Menurut Nuryanto, sanggar umumnya menawarkan tarif Rp7 juta hingga Rp8 juta untuk undangan pentas bayaran. Biasanya separonya sudah habis untuk biaya tetek bengek persiapan pentas.
“Sini nggak narget. Penting akomodasinya sudah lengkap. Cukup untuk bensin angkut panggung ya sudah. Kalau diuangkan kurang lebih Rp7 juta sampai Rp8 juta, tergantung jauh-dekatnya lokasi.”
Jika ada uang sisa baru dibagi untuk para pemain dan pengrawit. “Kalau dibagi paling cuma dapat Rp200 ribu. Ya kadang juga nggak pasti,” kata Nuryanto.
Zaman berubah. Orang sekarang lebih suka nanggap organ tunggal atau dangdutan. Mereka sudah keburu takut nanggap ketoprak biayanya pasti mahal.

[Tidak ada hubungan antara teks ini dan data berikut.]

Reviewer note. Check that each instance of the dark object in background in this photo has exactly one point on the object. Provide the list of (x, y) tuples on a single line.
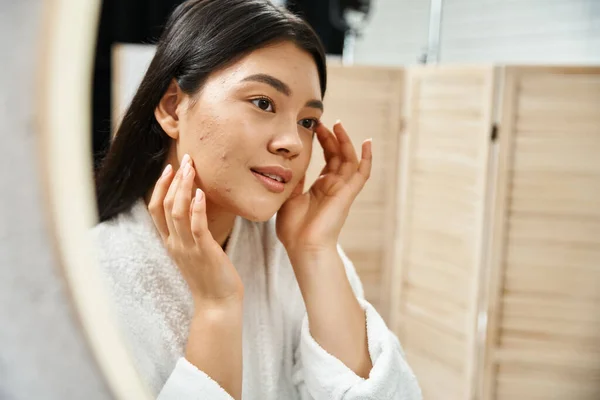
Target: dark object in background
[(318, 14), (121, 21), (142, 21)]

Bagi para pelaku seni seperti Mbah Timbul, Nuryanto, dan Subadi, main ketoprak sudah jadi panggilan hati. Dibayar atau harus membayar, bukan lagi pokok persoalan.
Kekhawatiran utama mereka, lebih pada kelangsungan seni tradisional ini. Kesempatan untuk mempertontonkan ketoprak kepada masyarakat banyak semakin jarang.
Sanggar Lumaras Budaya berharap punya panggung tetap yang bisa dipakai menggelar pementasan rutin. Menunjukkan ekistensi bahwa mereka masih ada dan terus berkreasi.
"Minimal sanggar itu untuk pertunjukan ketoprak punya panggung sendiri. Jadi kalau pentas, sanggar itu biayanya minim. Tinggal rias terus pentas."
Nuryanto melihat ruang ketoprak untuk unjuk kreasi saat ini masih minim. Belum ada agenda rutin bagi kelompok ketoprak untuk menggelar pertunjukan.
"Kalau nggak ada tempat pentas, minimal ada kesempatan siaran radio lah. Kita duduk-duduk, sambil buat lakon. Siaran live di radio. Jadi ketoprak itu diwadahi."